A deep learning system known as a large language model, or LLM, was trained using enormous amounts of text data, in this case, tens of millions of publicly available Github code repositories. An example of a large language model (LLM) application is the Copilot product from GitHub. Within the coding interface, Copilot will offer advice on how to complete a line of code, or it may even produce many lines of code from a textual description. Copilot is created using Codex’s LLM from OpenAI, which converts natural language into a number of well-known programming languages.

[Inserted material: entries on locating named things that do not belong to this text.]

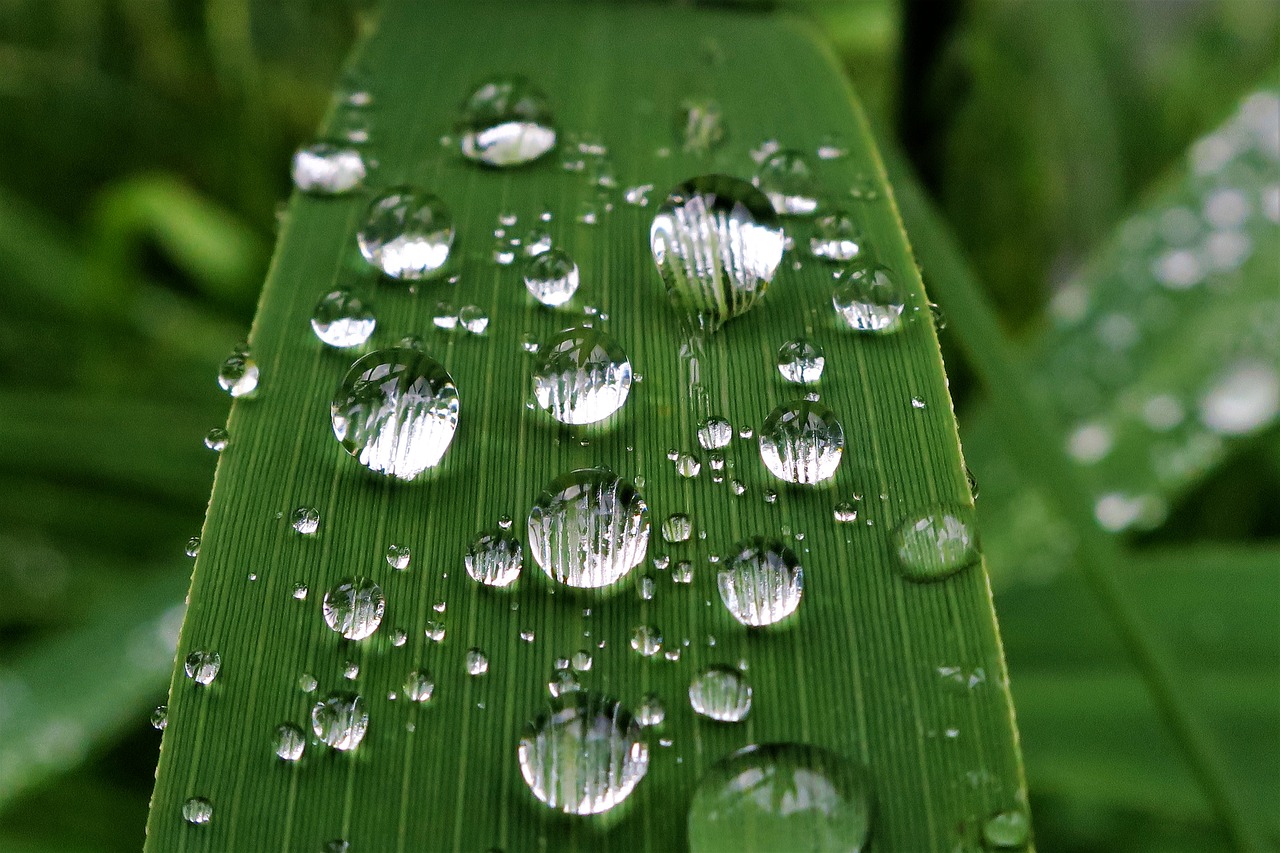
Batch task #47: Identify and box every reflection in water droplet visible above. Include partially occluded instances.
[831,264,906,334]
[689,743,873,853]
[534,327,631,424]
[311,693,369,752]
[516,692,649,815]
[356,187,453,280]
[717,537,804,626]
[457,76,556,167]
[893,506,978,580]
[649,175,785,330]
[760,400,845,485]
[332,348,460,480]
[321,578,387,640]
[529,467,649,588]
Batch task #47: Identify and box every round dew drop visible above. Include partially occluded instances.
[516,690,649,815]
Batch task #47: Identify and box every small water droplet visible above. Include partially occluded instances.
[330,348,460,480]
[323,578,387,640]
[516,692,649,815]
[689,666,751,722]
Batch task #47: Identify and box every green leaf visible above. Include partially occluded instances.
[147,1,1025,850]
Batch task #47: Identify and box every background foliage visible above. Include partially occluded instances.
[0,0,1280,850]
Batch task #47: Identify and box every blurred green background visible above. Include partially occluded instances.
[0,0,1280,852]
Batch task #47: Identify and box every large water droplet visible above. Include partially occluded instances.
[311,291,378,350]
[717,537,804,626]
[457,77,556,167]
[293,142,367,196]
[311,693,369,752]
[516,690,649,815]
[893,507,978,580]
[525,248,579,306]
[753,150,818,216]
[332,348,458,480]
[760,400,845,485]
[831,264,906,334]
[534,327,631,424]
[689,744,873,853]
[356,187,453,280]
[689,666,751,722]
[465,529,525,587]
[649,175,786,330]
[323,578,387,640]
[183,649,223,686]
[529,467,649,588]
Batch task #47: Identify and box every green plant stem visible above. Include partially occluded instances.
[881,145,1267,850]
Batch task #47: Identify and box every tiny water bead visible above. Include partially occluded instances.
[463,528,525,587]
[649,174,786,332]
[778,338,827,386]
[271,722,307,761]
[321,578,387,640]
[182,797,214,826]
[516,690,649,815]
[311,291,378,350]
[534,327,631,424]
[356,187,453,280]
[311,692,369,752]
[893,506,978,581]
[183,649,223,686]
[689,743,874,853]
[753,149,818,216]
[457,76,556,167]
[525,248,579,307]
[689,666,751,722]
[529,467,649,589]
[831,264,906,334]
[760,400,845,485]
[717,537,804,626]
[293,142,369,196]
[330,348,460,480]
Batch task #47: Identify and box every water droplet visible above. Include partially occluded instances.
[649,175,785,330]
[205,427,230,453]
[182,797,214,826]
[465,528,525,587]
[831,264,906,334]
[271,722,307,761]
[218,348,259,397]
[311,291,378,350]
[525,247,579,306]
[387,543,413,571]
[631,625,662,657]
[323,578,387,640]
[332,348,460,480]
[293,142,367,196]
[289,506,320,537]
[516,692,649,815]
[778,338,827,386]
[717,537,804,626]
[809,210,863,261]
[760,400,845,485]
[356,187,453,280]
[457,76,556,167]
[404,670,435,702]
[751,150,818,216]
[184,649,223,685]
[529,467,649,588]
[689,666,751,722]
[311,693,369,752]
[689,743,873,853]
[893,507,978,580]
[982,811,1032,850]
[466,647,489,675]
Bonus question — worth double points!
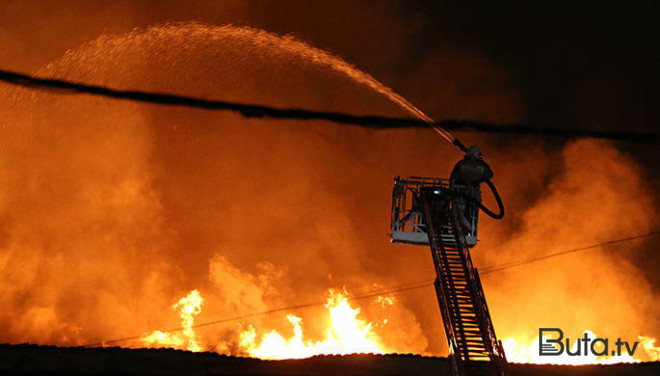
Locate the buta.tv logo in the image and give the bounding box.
[539,328,639,356]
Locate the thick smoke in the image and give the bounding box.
[0,24,658,354]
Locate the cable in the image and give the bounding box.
[85,280,432,347]
[0,70,660,142]
[85,230,660,347]
[479,230,660,275]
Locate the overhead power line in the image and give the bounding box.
[0,70,660,143]
[86,230,660,347]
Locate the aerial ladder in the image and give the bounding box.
[388,173,507,376]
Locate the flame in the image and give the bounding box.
[140,290,204,352]
[502,330,660,365]
[240,289,388,359]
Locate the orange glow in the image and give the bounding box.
[141,290,204,351]
[637,336,660,362]
[240,289,387,359]
[0,23,660,362]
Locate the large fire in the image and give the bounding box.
[0,20,660,368]
[135,289,660,365]
[141,289,386,359]
[241,290,388,359]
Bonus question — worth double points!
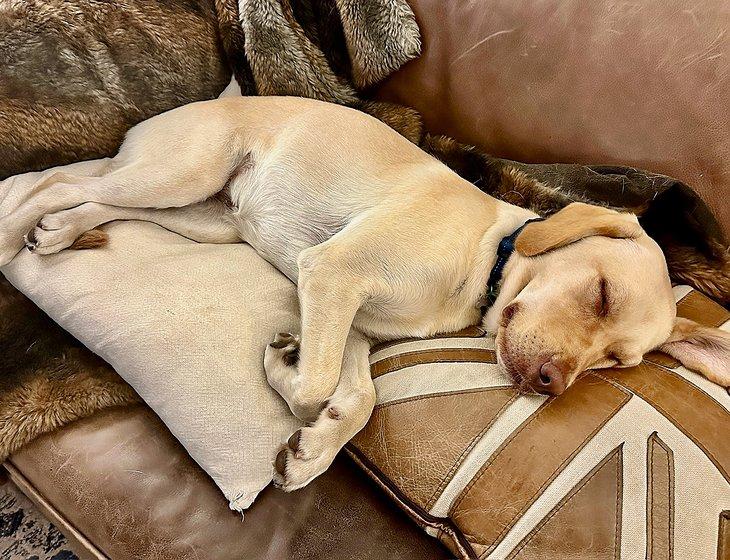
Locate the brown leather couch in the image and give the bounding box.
[6,0,730,560]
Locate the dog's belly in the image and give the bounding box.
[230,168,357,282]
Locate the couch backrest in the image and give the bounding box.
[379,0,730,234]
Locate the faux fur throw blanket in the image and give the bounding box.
[0,0,730,460]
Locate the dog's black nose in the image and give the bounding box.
[532,361,565,395]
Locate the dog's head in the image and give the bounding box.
[485,203,730,395]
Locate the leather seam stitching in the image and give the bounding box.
[451,376,631,547]
[508,444,623,559]
[373,385,516,410]
[426,393,519,508]
[593,364,730,482]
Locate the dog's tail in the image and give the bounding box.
[69,229,109,249]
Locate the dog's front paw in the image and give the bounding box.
[274,425,340,492]
[0,226,23,266]
[264,333,299,396]
[264,333,300,371]
[24,212,83,255]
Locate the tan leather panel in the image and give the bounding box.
[507,447,623,560]
[717,511,730,560]
[352,388,517,510]
[677,290,730,327]
[370,348,497,379]
[370,325,485,353]
[644,352,682,369]
[379,0,730,233]
[11,406,446,560]
[600,362,730,482]
[450,375,630,547]
[646,432,674,560]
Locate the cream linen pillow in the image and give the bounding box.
[0,162,300,511]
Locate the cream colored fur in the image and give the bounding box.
[0,97,730,490]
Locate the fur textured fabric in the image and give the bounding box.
[0,0,730,460]
[0,0,230,179]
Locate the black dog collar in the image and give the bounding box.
[483,218,545,311]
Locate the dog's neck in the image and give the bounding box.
[470,203,539,332]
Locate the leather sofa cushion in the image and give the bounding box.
[5,405,450,560]
[348,287,730,560]
[379,0,730,234]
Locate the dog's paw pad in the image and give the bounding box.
[269,333,299,367]
[274,428,338,492]
[23,229,38,253]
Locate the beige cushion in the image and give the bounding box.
[348,287,730,560]
[0,162,299,510]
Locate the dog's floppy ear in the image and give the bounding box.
[659,317,730,387]
[515,202,644,257]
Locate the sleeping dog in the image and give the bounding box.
[0,97,730,490]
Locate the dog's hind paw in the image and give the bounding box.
[274,425,340,492]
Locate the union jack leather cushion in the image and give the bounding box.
[348,286,730,560]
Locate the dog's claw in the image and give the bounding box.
[23,231,38,253]
[287,430,302,454]
[274,447,286,476]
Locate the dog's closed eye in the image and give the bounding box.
[595,278,611,317]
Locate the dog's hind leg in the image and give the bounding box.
[264,238,366,421]
[274,330,375,492]
[26,198,240,255]
[0,153,240,266]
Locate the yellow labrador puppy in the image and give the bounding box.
[0,97,730,490]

You may be familiar with a few more well-known LLM programmes. LaMDA at Google excels at inciting conversation. With LaMDA, Google hopes to eventually power a conversational interface that will enable users to ask for any kind of information (text, photos, etc.) from any of its products and receive it from a highly intelligent chatbot. The top 10 uses for large language models in 2023 are discussed in this article. To learn more in-depth information on applications for large language models, read this article.
- Tech Risk
However, it requires a more competitive market. GPT-3 shows the potential (and expense) of various copywriting generation firms. Additionally, if there are no alternatives and you choose to use a huge company’s API, like OpenAI, to construct your application, you are subject to their pricing power and product SLAs. The post’s conclusion includes more views on the possible outcomes of this dynamic.

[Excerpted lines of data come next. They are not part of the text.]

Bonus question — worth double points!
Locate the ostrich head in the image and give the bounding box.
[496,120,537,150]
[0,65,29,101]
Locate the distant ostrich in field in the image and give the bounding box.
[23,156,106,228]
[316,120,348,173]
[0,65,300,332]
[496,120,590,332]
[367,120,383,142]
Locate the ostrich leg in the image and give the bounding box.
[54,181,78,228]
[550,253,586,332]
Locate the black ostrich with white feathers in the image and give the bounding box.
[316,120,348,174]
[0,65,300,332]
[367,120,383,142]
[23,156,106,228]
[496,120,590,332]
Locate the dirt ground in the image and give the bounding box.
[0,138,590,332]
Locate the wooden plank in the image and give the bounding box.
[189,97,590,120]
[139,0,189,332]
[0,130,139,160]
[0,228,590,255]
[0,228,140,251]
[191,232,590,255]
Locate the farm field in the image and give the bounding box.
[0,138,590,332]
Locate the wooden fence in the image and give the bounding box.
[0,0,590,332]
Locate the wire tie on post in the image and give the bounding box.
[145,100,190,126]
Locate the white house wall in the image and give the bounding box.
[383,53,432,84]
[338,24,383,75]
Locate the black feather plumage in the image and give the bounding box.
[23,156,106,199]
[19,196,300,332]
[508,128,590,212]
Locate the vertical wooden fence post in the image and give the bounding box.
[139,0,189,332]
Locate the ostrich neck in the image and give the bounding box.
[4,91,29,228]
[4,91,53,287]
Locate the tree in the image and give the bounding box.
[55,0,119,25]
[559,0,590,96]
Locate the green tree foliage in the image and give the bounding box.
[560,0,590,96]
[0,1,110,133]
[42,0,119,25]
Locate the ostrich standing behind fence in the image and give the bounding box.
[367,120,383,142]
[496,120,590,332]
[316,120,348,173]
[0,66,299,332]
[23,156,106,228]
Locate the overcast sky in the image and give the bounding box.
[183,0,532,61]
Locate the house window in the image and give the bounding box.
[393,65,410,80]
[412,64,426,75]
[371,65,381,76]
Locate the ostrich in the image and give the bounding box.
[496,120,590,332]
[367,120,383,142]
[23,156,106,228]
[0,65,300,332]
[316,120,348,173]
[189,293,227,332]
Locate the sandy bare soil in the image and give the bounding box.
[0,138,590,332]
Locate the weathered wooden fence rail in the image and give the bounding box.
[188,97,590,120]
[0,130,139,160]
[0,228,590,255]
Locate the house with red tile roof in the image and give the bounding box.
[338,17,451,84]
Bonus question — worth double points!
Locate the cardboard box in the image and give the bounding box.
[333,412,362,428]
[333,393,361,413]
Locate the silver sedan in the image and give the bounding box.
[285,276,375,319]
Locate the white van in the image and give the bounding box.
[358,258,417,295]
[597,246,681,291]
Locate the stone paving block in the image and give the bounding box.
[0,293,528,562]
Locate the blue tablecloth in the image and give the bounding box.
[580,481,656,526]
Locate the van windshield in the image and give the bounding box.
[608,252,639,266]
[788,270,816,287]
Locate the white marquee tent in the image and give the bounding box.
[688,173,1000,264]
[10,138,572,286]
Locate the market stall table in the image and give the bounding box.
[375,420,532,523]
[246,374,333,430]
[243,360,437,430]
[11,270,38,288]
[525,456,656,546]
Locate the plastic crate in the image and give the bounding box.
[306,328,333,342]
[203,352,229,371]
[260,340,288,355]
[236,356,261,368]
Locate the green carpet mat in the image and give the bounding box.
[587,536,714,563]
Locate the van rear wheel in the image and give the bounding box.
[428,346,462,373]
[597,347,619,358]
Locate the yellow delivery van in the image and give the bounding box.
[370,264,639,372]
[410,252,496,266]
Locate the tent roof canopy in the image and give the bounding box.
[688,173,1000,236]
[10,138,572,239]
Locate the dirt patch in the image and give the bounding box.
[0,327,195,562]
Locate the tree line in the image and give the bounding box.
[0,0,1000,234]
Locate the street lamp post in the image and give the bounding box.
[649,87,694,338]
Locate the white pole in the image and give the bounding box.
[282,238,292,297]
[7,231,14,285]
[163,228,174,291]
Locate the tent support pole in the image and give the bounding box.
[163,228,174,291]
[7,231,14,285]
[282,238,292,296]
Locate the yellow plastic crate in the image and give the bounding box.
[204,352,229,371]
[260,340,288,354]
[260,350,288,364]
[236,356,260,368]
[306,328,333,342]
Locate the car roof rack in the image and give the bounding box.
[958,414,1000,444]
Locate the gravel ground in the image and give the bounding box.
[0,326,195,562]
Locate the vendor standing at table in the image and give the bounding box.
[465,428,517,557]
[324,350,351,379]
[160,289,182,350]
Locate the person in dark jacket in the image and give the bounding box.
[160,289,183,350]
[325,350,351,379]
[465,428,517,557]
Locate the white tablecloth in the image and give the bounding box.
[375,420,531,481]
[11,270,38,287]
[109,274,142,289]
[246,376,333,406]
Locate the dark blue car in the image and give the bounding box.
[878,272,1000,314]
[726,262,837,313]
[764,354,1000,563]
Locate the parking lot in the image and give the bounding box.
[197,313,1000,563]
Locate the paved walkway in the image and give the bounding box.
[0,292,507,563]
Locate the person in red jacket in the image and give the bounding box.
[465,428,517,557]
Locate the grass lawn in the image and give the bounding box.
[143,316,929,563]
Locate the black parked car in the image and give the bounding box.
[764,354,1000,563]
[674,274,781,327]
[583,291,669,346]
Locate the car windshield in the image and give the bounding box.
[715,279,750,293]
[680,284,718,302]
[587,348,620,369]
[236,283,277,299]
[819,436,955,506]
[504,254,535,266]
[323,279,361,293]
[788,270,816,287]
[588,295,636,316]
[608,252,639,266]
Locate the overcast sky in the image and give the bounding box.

LLMs are known to have problems, and research is continuing to fix these problems and explain how well LLMs can work with a variety of inputs. For instance, GPT-3 and Codex occasionally produce offensive language and unsafe or erroneous code, especially when dealing with hostile users. However, they are frequently accurate enough for many users to find the models useful.
- Textwriting
Although GPT-3 is the most well-known model, there are open-source alternatives including Eleuthera AI’s GPT-J and BLOOM (from BigScience). Among the companies creating applications in this field are Copy AI, Copysmith, Contenda, Cohere, and Jasper AI. Their technologies can speed up the creation of blogs, sales copy, digital ads, and website copy. - Similar to “GitHub Copilot, but for the terminal,” Shell Command Generation Warp, a next-generation terminal, uses GPT-3 to translate spoken language into executable shell commands. Even seasoned engineers occasionally struggle to understand shell commands.

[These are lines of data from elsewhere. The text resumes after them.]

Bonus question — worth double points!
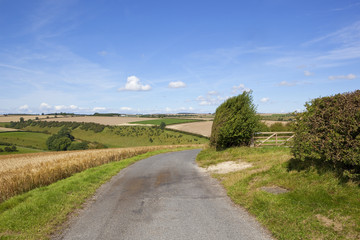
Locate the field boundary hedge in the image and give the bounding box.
[292,90,360,179]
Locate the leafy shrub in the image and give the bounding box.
[292,90,360,178]
[46,127,74,151]
[210,92,259,150]
[67,142,89,150]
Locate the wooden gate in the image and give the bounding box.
[252,132,294,147]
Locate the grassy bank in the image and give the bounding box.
[0,148,200,239]
[197,148,360,239]
[0,146,202,202]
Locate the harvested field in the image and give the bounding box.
[0,115,62,122]
[261,120,290,127]
[0,145,202,202]
[0,127,20,132]
[41,116,156,125]
[167,121,213,137]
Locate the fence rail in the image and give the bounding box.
[252,132,294,147]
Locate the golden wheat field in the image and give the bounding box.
[0,115,62,122]
[0,145,202,202]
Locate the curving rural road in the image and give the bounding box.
[54,150,272,240]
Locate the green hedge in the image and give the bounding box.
[292,90,360,179]
[210,92,259,150]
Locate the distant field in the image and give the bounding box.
[129,118,200,125]
[167,121,213,137]
[0,132,50,150]
[0,122,208,150]
[0,145,43,155]
[44,116,154,125]
[0,115,62,123]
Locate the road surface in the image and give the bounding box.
[54,150,271,240]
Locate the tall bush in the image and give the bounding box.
[292,90,360,178]
[210,92,259,150]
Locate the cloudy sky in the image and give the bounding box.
[0,0,360,113]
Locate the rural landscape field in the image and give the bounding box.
[0,0,360,240]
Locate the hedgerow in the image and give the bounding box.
[292,90,360,179]
[210,92,259,150]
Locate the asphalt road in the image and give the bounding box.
[55,150,271,240]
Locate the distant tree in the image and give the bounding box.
[210,92,260,150]
[160,122,166,130]
[46,127,75,151]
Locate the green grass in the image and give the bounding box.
[0,145,43,155]
[197,147,360,239]
[131,118,202,125]
[20,126,208,148]
[0,122,9,127]
[0,132,50,150]
[0,148,197,239]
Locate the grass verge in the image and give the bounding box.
[197,148,360,239]
[0,147,200,239]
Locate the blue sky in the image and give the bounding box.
[0,0,360,113]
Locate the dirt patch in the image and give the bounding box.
[260,186,289,194]
[206,161,252,174]
[315,214,343,232]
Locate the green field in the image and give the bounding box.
[0,148,195,240]
[131,118,202,125]
[0,132,50,150]
[197,147,360,240]
[0,145,43,155]
[0,125,208,153]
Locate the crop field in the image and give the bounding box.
[0,131,50,150]
[0,115,62,122]
[0,145,202,202]
[44,116,154,125]
[167,121,213,137]
[16,126,208,149]
[129,118,200,125]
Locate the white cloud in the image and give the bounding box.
[93,107,106,112]
[19,104,29,111]
[208,91,219,95]
[304,70,314,77]
[329,73,356,80]
[232,84,251,94]
[98,51,109,56]
[40,103,51,110]
[260,98,270,103]
[54,105,79,111]
[169,81,186,88]
[119,76,151,91]
[279,81,297,87]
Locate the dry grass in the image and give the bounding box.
[0,145,201,202]
[167,121,213,137]
[261,120,290,127]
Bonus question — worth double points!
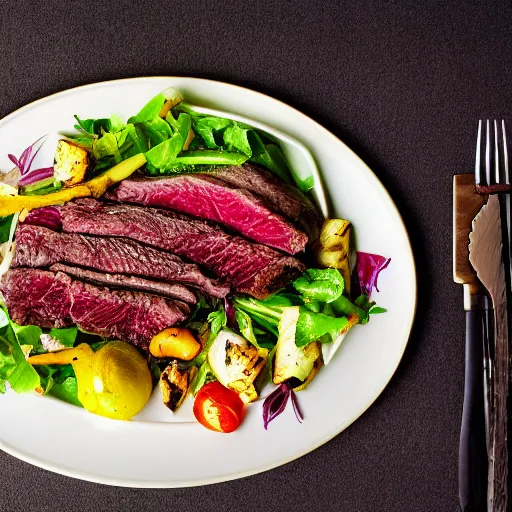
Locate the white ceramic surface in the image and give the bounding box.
[0,77,416,487]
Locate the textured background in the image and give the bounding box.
[0,0,512,512]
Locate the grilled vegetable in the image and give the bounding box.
[160,361,197,412]
[149,327,201,361]
[53,139,91,187]
[28,341,153,420]
[208,329,266,403]
[314,219,352,293]
[0,154,146,217]
[273,307,320,384]
[194,382,244,434]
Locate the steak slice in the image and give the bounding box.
[0,269,73,328]
[0,268,190,351]
[106,175,308,254]
[13,224,229,298]
[50,263,197,305]
[70,281,190,351]
[61,199,304,298]
[206,164,322,242]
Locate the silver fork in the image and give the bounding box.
[475,120,512,508]
[475,119,512,264]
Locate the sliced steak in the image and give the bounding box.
[13,224,229,297]
[50,263,197,305]
[0,268,190,350]
[0,269,73,328]
[106,175,308,254]
[203,164,322,242]
[70,281,190,351]
[61,199,304,298]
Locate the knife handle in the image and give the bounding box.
[459,309,487,512]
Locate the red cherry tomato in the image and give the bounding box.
[194,382,244,433]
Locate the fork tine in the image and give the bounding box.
[494,119,501,183]
[501,119,510,185]
[485,119,491,185]
[475,119,482,185]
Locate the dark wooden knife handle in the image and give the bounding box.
[459,310,487,512]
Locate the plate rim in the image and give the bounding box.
[0,75,418,489]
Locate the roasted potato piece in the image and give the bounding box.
[0,153,146,217]
[53,139,91,187]
[160,361,197,412]
[313,219,352,293]
[149,327,201,361]
[208,329,266,403]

- Database Query Improvement
Ottertune finds and fixes database faults including missing indexes and cache misses that might cause unforeseen complications. Although we are unsure if Ottertune employs LLMs for this, we have talked with others about it as a potential LLM use case. - Creation of Websites
A tool called Pygma transforms Figma designs into excellent code. Users will be able to communicate while designing and creating a website, according to Salesforce’s long-term plans for CodeGen. - General Tool Assistant for Software
Adept AI’s goal is to provide workflow suggestions for any software, effectively acting as a universal copilot or assistant. Here is a wonderful demo showcasing preliminary findings. Based on the descriptions on their home pages, Character AI and Inflection AI might also be growing in this area, but nothing is currently known about them. - Translation Meta has done research to translate 204 languages—more than twice as many as had been attempted before—at a higher standard than had been accomplished before.
8. Product Insights
Users’ feedback (such as via support tickets, surveys, and analytics) is organised and summarised by Viable, Enterpret, Cohere, and Anecdote into useful insights for further product development.
- SQL Development
To access data and business insights without needing to write SQL, Cogram translates everyday English into database queries. - Creating codes
The most widely used model is Codex (which runs Copilot), however Salesforce’s CodeGen is an open-source substitute. One of the startups creating applications is Mutable AI, while others include Tabnine and Codiga. Although most comments on Copilot were favourable, there were a few criticisms, including requests to self-host or modify models, alter workflows, and address the problems Codex has with front-end frameworks and test creation.